Last week, the National Audit Office issued a damning verdict on the way that this project has been handled to date. It described the project as

“a case study in how not to manage a major programme.”

The Secretary of State agreed when I put that to him at Transport questions. He said:

“I am not happy about the way in which the…programme has been managed”

and that he is

“still not satisfied with the progress that is being made.”—[Official Report, 17 November 2016; Vol. 617, c. 368.]

We need to look at what this tells us about how we handle major infrastructure projects—particularly transport infrastructure projects—in this country. They always seem to go over time and over budget, and they never seem to reach completion in the way that was originally intended. The epic mismanagement of this programme will cost the taxpayer £330 million, which is more than Bristol City Council’s annual day-to-day budget.
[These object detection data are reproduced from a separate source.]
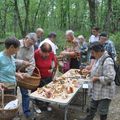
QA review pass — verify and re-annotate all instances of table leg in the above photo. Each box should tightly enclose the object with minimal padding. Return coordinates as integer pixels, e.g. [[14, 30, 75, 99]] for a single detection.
[[64, 106, 68, 120]]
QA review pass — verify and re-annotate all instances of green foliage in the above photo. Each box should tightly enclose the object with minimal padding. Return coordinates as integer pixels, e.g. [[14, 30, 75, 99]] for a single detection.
[[110, 32, 120, 63]]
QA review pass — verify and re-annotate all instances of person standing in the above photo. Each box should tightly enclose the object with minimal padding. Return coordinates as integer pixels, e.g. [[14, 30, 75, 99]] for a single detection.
[[0, 37, 29, 94], [16, 33, 37, 118], [89, 27, 100, 43], [39, 32, 58, 55], [34, 42, 57, 111], [60, 30, 80, 69], [34, 28, 44, 50], [99, 32, 117, 60]]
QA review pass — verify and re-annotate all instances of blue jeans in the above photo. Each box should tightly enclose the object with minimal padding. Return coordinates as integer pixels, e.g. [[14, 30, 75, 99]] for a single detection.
[[20, 87, 31, 116]]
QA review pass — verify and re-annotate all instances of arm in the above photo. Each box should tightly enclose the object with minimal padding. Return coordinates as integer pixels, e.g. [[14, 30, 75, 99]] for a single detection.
[[93, 58, 116, 85]]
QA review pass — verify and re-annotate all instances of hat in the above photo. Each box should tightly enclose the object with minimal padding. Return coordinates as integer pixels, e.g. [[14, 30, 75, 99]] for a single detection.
[[100, 32, 108, 37], [26, 33, 37, 42], [48, 32, 57, 38], [78, 35, 85, 39]]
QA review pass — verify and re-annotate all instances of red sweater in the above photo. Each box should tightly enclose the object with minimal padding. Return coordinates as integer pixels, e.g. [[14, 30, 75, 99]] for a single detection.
[[34, 49, 57, 78]]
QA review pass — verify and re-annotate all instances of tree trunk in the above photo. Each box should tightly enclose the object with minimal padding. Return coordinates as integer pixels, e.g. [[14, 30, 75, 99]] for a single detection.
[[14, 0, 25, 37], [88, 0, 96, 27]]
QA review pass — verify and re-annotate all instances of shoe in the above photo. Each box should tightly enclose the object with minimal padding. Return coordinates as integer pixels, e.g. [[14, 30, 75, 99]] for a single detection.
[[25, 115, 35, 120], [47, 106, 52, 112], [25, 112, 35, 120]]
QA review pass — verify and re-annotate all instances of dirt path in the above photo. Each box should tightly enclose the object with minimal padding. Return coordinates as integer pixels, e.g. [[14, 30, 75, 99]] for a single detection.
[[14, 87, 120, 120]]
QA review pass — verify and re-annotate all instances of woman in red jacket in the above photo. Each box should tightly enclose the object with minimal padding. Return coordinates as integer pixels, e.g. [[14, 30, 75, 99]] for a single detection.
[[34, 43, 57, 111], [35, 43, 57, 87]]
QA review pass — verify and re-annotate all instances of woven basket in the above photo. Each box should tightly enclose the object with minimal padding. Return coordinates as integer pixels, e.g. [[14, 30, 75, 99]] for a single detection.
[[17, 67, 41, 90], [0, 95, 19, 120]]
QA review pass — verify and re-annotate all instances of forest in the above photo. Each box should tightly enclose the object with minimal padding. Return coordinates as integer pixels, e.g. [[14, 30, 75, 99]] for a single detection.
[[0, 0, 120, 59]]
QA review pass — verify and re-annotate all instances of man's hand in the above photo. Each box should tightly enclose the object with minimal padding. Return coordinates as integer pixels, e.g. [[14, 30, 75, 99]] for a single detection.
[[22, 61, 31, 67], [60, 51, 68, 55], [0, 83, 7, 91], [16, 72, 24, 80], [82, 69, 90, 75], [85, 65, 92, 70], [92, 76, 99, 82]]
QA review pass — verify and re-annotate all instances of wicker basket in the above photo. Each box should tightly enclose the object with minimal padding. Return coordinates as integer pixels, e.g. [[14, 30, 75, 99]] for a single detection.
[[17, 67, 41, 90], [0, 95, 19, 120]]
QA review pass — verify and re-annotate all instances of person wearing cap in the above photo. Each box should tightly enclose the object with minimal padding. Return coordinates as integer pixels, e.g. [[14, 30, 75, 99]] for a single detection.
[[16, 33, 37, 118], [0, 37, 29, 94], [99, 32, 116, 60], [34, 42, 57, 111], [34, 28, 44, 50], [81, 42, 116, 120], [77, 35, 88, 57], [60, 30, 80, 69], [89, 27, 100, 43], [39, 32, 58, 55]]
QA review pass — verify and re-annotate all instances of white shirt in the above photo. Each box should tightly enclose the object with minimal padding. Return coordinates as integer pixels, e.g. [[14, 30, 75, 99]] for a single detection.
[[39, 38, 58, 54], [89, 35, 99, 43]]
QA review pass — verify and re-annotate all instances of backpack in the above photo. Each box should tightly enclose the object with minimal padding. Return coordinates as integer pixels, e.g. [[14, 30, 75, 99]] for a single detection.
[[102, 56, 120, 86]]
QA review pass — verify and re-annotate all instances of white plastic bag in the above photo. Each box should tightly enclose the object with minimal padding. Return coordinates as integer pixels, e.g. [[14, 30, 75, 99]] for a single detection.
[[4, 99, 18, 110]]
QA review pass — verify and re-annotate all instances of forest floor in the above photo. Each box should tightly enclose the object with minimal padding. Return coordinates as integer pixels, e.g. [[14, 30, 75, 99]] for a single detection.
[[14, 87, 120, 120]]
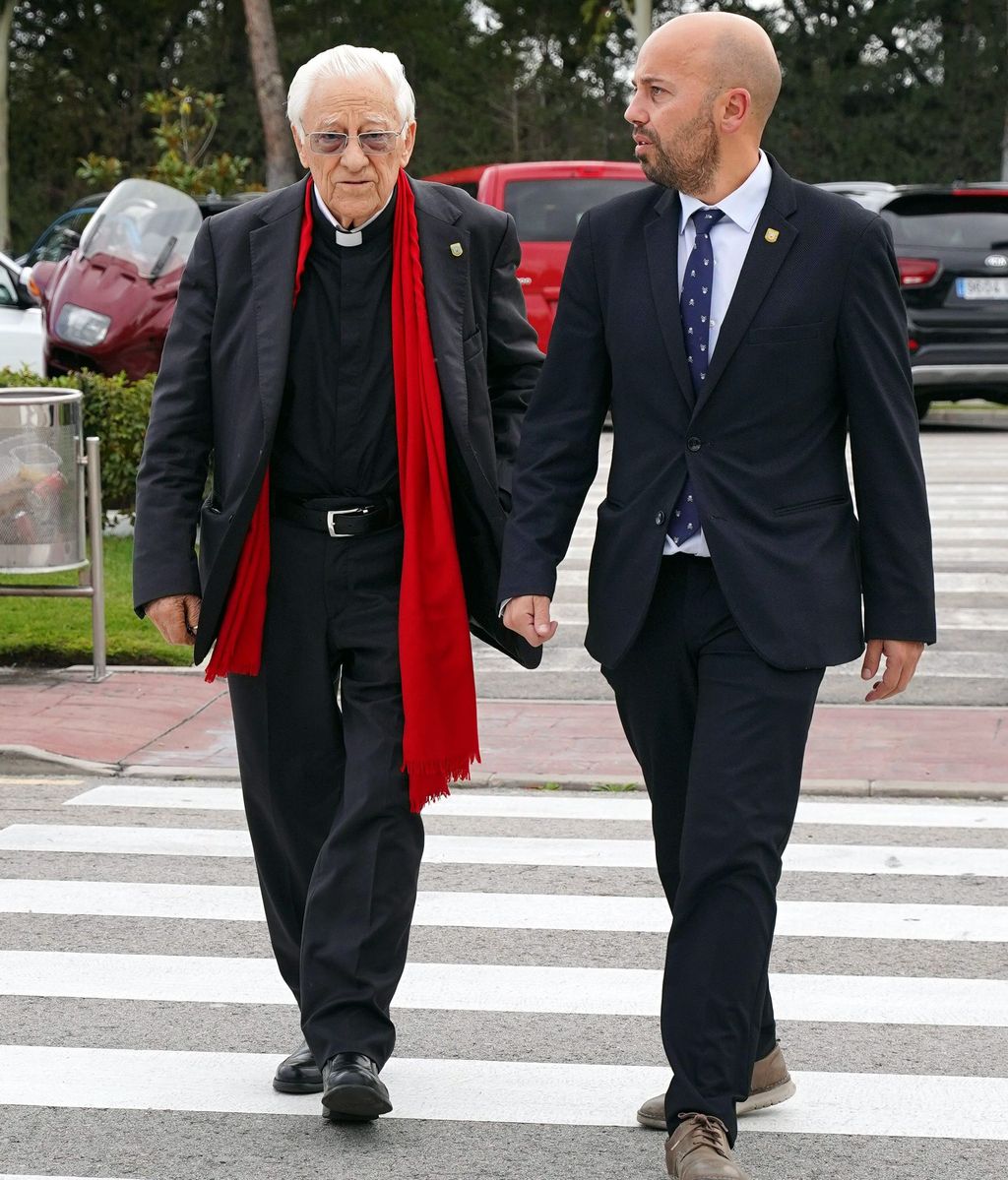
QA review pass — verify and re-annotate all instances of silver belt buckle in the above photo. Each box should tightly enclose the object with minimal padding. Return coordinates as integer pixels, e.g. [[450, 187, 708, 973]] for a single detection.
[[326, 508, 371, 537]]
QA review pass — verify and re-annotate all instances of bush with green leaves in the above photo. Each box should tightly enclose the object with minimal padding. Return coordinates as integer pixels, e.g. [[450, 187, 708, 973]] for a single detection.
[[0, 368, 155, 515]]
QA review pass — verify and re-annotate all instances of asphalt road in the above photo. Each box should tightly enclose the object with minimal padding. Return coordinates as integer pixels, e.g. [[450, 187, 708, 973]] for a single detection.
[[474, 411, 1008, 705], [0, 777, 1008, 1180]]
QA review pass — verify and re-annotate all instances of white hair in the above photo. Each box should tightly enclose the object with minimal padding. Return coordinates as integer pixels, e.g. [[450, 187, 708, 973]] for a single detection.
[[286, 45, 416, 131]]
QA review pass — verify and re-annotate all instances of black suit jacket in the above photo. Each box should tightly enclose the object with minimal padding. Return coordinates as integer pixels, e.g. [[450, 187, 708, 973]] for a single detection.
[[499, 160, 935, 669], [133, 180, 541, 666]]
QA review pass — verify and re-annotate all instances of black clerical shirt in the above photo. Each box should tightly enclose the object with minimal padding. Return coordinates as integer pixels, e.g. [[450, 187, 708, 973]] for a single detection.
[[271, 187, 399, 500]]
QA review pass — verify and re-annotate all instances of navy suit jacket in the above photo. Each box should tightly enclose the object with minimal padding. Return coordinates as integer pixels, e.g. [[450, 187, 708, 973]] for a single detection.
[[499, 160, 935, 669]]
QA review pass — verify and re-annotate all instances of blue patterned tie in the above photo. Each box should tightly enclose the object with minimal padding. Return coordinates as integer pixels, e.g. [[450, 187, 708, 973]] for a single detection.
[[669, 209, 724, 545]]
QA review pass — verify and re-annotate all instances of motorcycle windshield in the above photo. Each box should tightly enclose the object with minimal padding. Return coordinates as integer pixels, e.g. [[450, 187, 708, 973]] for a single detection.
[[79, 180, 203, 279]]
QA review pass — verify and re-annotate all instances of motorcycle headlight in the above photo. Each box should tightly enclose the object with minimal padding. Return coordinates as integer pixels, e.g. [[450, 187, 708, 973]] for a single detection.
[[55, 303, 112, 348]]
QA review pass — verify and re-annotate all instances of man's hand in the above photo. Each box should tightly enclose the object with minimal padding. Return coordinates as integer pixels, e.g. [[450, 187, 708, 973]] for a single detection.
[[144, 593, 201, 648], [504, 593, 557, 648], [860, 640, 924, 701]]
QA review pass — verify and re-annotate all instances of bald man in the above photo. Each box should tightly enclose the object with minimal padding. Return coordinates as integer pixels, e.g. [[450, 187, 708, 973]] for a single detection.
[[499, 13, 935, 1180]]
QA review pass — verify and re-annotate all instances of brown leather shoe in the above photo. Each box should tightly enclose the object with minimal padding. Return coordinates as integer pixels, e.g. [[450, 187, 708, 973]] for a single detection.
[[637, 1044, 795, 1131], [664, 1114, 749, 1180]]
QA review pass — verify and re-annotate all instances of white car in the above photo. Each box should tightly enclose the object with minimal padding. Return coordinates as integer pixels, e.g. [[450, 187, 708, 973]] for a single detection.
[[0, 254, 45, 374]]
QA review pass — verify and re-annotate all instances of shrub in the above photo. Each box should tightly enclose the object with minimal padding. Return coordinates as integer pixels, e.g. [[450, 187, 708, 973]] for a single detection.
[[0, 368, 155, 515]]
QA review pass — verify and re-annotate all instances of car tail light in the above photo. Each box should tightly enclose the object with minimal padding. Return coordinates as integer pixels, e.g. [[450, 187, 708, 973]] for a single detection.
[[896, 259, 938, 286]]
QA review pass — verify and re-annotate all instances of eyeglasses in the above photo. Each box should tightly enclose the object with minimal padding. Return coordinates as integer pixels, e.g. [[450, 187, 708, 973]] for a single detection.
[[307, 120, 410, 155]]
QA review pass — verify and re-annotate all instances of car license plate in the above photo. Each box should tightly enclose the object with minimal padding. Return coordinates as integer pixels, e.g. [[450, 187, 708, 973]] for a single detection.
[[956, 279, 1008, 298]]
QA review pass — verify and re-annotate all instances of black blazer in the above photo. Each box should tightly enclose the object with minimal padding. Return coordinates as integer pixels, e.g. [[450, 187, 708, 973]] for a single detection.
[[133, 180, 541, 666], [498, 160, 935, 669]]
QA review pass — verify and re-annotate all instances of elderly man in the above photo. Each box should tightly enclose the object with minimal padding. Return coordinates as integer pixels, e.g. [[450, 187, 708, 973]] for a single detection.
[[135, 46, 541, 1120], [500, 13, 935, 1180]]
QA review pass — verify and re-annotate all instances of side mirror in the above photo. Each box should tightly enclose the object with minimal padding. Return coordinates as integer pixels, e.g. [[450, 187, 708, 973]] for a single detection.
[[22, 262, 58, 303]]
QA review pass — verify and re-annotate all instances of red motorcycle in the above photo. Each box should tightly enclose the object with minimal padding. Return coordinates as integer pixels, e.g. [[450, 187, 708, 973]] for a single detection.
[[31, 180, 203, 380]]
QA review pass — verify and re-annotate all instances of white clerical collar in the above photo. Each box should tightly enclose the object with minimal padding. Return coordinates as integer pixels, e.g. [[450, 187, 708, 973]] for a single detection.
[[678, 149, 773, 233], [312, 184, 396, 245]]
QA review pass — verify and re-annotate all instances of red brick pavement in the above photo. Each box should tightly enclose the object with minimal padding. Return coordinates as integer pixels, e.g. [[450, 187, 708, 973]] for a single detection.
[[0, 669, 1008, 784]]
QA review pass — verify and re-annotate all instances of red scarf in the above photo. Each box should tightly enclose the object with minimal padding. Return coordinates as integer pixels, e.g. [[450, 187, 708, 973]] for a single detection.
[[207, 171, 479, 812]]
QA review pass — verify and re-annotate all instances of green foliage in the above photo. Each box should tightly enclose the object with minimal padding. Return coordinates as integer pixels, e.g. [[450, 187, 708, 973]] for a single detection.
[[0, 537, 192, 668], [77, 151, 124, 192], [684, 0, 1008, 184], [77, 87, 251, 197], [0, 369, 155, 512], [10, 0, 1008, 251]]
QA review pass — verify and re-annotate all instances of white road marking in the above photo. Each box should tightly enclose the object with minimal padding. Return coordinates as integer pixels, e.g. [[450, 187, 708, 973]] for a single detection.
[[0, 824, 1008, 877], [0, 878, 1008, 943], [65, 782, 1008, 830], [0, 951, 1008, 1027], [0, 1045, 1008, 1140]]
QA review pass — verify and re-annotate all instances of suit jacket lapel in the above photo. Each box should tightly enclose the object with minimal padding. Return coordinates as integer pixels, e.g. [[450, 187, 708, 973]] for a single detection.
[[696, 156, 798, 409], [645, 191, 695, 409], [249, 178, 307, 441], [410, 179, 469, 441]]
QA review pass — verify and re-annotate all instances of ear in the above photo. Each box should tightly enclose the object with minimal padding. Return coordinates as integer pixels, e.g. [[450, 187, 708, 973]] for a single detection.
[[722, 87, 753, 135], [399, 123, 416, 167], [290, 123, 312, 171]]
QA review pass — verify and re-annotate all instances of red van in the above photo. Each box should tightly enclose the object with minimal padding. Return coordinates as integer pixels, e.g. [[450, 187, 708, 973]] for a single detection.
[[425, 160, 649, 351]]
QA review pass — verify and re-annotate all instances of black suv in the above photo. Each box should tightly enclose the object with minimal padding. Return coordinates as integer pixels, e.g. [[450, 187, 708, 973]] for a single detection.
[[822, 182, 1008, 417]]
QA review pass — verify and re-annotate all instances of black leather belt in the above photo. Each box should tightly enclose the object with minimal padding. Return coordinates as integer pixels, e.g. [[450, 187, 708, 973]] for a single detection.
[[273, 493, 403, 537]]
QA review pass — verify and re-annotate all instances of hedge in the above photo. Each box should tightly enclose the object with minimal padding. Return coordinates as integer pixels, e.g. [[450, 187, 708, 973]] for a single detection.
[[0, 368, 155, 514]]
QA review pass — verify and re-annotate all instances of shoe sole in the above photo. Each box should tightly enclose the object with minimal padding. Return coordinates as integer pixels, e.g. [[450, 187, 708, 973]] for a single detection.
[[322, 1085, 392, 1122], [637, 1078, 798, 1134], [273, 1078, 322, 1093]]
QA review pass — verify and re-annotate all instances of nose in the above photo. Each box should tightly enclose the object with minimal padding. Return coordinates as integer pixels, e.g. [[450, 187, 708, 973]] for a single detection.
[[340, 139, 368, 172]]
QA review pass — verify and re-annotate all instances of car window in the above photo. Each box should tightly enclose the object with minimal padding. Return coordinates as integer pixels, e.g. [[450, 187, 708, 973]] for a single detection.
[[882, 195, 1008, 250], [25, 209, 94, 267], [504, 176, 647, 242], [0, 267, 18, 307]]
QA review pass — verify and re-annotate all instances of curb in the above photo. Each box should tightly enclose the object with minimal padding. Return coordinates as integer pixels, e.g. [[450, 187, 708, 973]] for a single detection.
[[0, 746, 1008, 800]]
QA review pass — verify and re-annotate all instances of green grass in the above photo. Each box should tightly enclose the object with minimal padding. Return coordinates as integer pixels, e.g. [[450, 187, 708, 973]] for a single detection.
[[0, 537, 192, 668]]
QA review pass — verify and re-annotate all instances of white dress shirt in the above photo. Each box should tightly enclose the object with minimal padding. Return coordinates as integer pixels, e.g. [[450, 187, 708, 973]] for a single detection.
[[664, 151, 771, 557]]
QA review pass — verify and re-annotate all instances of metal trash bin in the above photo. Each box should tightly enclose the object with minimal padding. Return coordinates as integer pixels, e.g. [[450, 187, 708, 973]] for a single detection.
[[0, 387, 106, 680], [0, 390, 88, 574]]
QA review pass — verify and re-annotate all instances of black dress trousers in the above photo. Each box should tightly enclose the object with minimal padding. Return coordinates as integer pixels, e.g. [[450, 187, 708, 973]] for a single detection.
[[227, 520, 423, 1068], [603, 555, 825, 1141]]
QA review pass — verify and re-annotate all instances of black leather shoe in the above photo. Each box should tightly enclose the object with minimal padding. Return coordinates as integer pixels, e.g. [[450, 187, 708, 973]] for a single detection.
[[273, 1041, 322, 1093], [322, 1053, 392, 1122]]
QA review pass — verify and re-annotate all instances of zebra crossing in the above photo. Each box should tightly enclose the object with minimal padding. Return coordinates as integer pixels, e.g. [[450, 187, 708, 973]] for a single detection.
[[0, 778, 1008, 1180], [473, 429, 1008, 705]]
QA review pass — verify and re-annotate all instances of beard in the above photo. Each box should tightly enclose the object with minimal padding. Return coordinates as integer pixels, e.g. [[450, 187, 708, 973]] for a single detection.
[[639, 110, 722, 196]]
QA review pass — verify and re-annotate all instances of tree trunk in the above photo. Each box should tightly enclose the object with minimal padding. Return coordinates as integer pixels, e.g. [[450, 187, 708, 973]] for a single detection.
[[0, 0, 14, 250], [242, 0, 296, 189], [630, 0, 652, 53]]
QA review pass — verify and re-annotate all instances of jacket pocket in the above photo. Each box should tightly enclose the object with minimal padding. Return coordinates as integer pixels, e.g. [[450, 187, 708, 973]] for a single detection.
[[748, 321, 823, 344], [773, 492, 851, 516], [462, 328, 482, 361]]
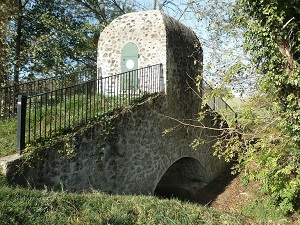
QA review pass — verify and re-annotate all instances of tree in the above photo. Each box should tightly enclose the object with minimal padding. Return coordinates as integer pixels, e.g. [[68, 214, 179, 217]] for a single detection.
[[207, 0, 300, 212]]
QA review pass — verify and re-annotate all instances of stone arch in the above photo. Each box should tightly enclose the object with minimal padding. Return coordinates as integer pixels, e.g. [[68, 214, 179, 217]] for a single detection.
[[154, 157, 208, 200]]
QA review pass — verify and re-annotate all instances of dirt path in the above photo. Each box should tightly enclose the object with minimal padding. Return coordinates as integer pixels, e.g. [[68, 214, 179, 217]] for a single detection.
[[157, 170, 251, 212]]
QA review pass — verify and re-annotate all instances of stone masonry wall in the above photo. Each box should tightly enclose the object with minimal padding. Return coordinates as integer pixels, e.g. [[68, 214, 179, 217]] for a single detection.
[[9, 96, 225, 194]]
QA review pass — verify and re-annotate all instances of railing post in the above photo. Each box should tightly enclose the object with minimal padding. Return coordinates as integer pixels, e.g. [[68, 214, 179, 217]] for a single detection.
[[17, 95, 27, 154], [85, 82, 89, 123]]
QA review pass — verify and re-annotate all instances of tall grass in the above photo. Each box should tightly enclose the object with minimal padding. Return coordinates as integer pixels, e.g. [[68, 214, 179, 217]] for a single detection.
[[0, 176, 249, 225]]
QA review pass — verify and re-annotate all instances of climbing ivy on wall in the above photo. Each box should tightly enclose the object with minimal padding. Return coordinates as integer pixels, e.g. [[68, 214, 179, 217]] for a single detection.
[[211, 0, 300, 212]]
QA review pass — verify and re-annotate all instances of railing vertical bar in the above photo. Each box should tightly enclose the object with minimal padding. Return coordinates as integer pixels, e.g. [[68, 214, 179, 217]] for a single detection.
[[17, 95, 27, 154], [64, 88, 68, 129], [59, 89, 63, 130], [54, 90, 59, 134], [39, 95, 43, 141], [44, 92, 48, 139], [72, 88, 77, 125], [27, 97, 31, 143], [33, 96, 37, 140], [68, 88, 72, 128], [49, 91, 54, 137]]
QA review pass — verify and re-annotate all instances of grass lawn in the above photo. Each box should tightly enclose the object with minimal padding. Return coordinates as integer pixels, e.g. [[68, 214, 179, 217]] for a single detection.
[[0, 177, 254, 225]]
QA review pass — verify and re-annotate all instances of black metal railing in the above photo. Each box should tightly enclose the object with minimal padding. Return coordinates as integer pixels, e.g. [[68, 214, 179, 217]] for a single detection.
[[0, 71, 96, 120], [17, 64, 162, 153], [201, 80, 237, 123]]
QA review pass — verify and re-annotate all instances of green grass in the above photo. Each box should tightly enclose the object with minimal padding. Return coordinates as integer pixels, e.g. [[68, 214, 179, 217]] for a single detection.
[[0, 176, 299, 225], [0, 178, 249, 225]]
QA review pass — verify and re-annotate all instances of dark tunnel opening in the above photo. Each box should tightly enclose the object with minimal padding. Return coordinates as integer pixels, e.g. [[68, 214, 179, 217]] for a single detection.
[[154, 157, 207, 202]]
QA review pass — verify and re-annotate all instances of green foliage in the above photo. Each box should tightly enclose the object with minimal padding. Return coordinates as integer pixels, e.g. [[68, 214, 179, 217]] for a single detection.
[[0, 0, 130, 83], [204, 0, 300, 213]]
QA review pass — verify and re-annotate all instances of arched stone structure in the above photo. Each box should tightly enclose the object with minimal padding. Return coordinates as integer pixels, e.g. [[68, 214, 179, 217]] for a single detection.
[[154, 157, 208, 199], [97, 10, 203, 117], [2, 10, 226, 199]]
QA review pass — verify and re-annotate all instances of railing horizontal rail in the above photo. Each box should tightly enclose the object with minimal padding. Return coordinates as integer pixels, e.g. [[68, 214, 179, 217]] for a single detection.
[[0, 71, 96, 120], [18, 64, 162, 151]]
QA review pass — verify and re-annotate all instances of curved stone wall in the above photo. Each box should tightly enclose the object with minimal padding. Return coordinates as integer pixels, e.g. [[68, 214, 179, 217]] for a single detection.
[[97, 10, 202, 111], [9, 96, 226, 194]]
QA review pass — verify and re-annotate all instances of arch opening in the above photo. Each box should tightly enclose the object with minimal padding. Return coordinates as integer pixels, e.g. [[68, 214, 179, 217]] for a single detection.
[[154, 157, 207, 201]]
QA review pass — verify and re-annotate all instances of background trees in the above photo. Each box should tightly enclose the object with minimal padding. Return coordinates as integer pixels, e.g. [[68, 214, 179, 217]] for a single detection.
[[0, 0, 130, 83]]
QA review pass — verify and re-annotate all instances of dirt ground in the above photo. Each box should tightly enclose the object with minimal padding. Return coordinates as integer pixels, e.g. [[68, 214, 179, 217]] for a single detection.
[[156, 170, 251, 212]]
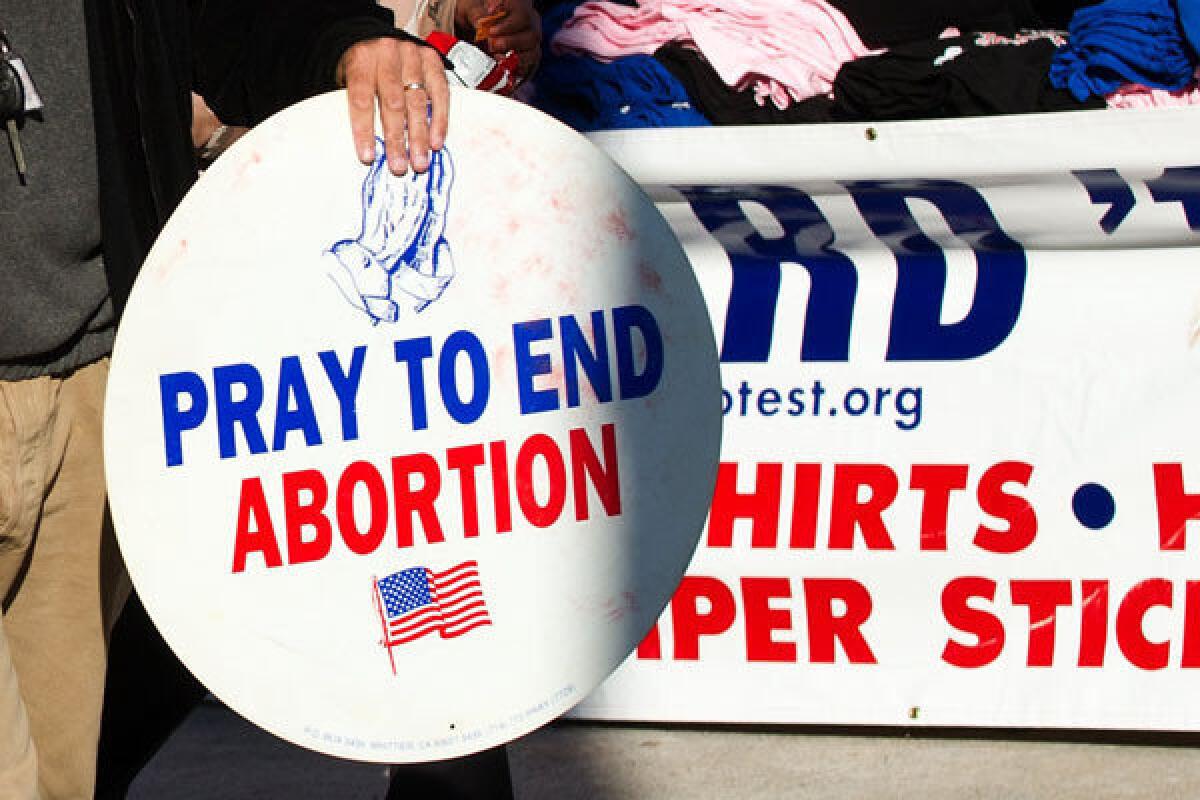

Bristol Parkway now has to wait 18 months longer than planned for electrification—until the end of 2018—and Bristol Temple Meads, the station that most of my constituents use, now has to wait until at least 2024 for an electrified connection to the Great Western Railway. There is no certainty it will happen, and many of my constituents have said that they have had to endure traffic jams caused by road closures for the essential work being carried out on bridges to prepare for electrification. Other roadworks are being carried out in Bristol, such as the MetroBus construction. It is already the most congested city in the country. My constituents have to endure more and they now feel it has been for nothing.

The Great Western Railway is already one of the most overcrowded routes in the country, and almost 8 million extra passengers a year are expected by 2018-19. Most of us who have travelled on that line will think, “Where on earth are you going to put them?” because it is already difficult to get a seat—certainly at peak times. The Secretary of State assured me that new stock will be rolled out sooner rather than later, but we are waiting for that promise to be fulfilled.

As well as calling on the Government to do what they can to speed up electrification, I want to flag up next year’s feasibility study of suburban rail in the west. Local rail is an important part of what needs to be an increasingly integrated transport network. The hon. Member for Bristol North West talked about Bristol East junction. It used to be in my constituency, but I was cruelly deprived of it by the 2010 boundary changes, along with Temple Meads station, Lawrence Hill station and Stapleton Road station. I now have no stations. We are, however, campaigning for the re-opening of St Anne’s Park station, which was closed in 1970. That would massively improve connections to jobs, services and culture for my constituents living in the more peripheral parts of east Bristol. I hope the Minister takes that on board, too.